In einem Luxus-Resort an der italienischen Amalfiküste hat die Polizei einen der meistgesuchten mutmaßlichen Mafiabosse verhaftet. Der 48 Jahre alte Roberto Mazzarella wurde nach Angaben der Behörden in der Mittelmeer-Gemeinde Vietri sul Mare festgenommen, wo er sich mit seiner Familie in einer Villa aufhielt. Dem mutmaßlichen Chef des Mazzarella-Clans aus Neapel werden mehrere Auftragsmorde zur Last gelegt. Bei der Festnahme leistete er keinen Widerstand.

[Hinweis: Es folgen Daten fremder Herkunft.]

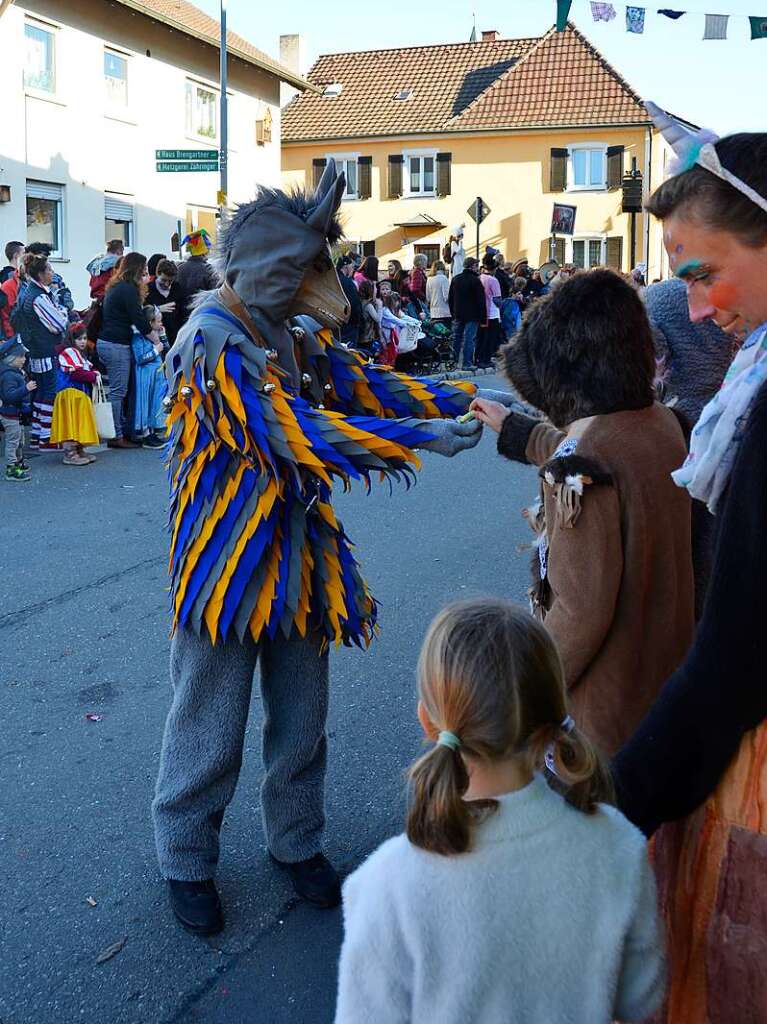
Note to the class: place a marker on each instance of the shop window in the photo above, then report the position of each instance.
(45, 215)
(39, 69)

Auf der Liste der meistgesuchten Mafiosi des italienischen Innenministeriums stand Mazzarella auf Platz vier. In dem Resort hielt er sich zusammen mit seiner Frau und zwei Kindern auf. Pro Übernachtung werden dort 1000 Euro fällig. Bei der Festnahme in der Nacht wurden nach Angaben der Polizei 20.000 Euro Bargeld, drei Luxusuhren, mehrere Mobiltelefone sowie gefälschte Ausweispapiere beschlagnahmt.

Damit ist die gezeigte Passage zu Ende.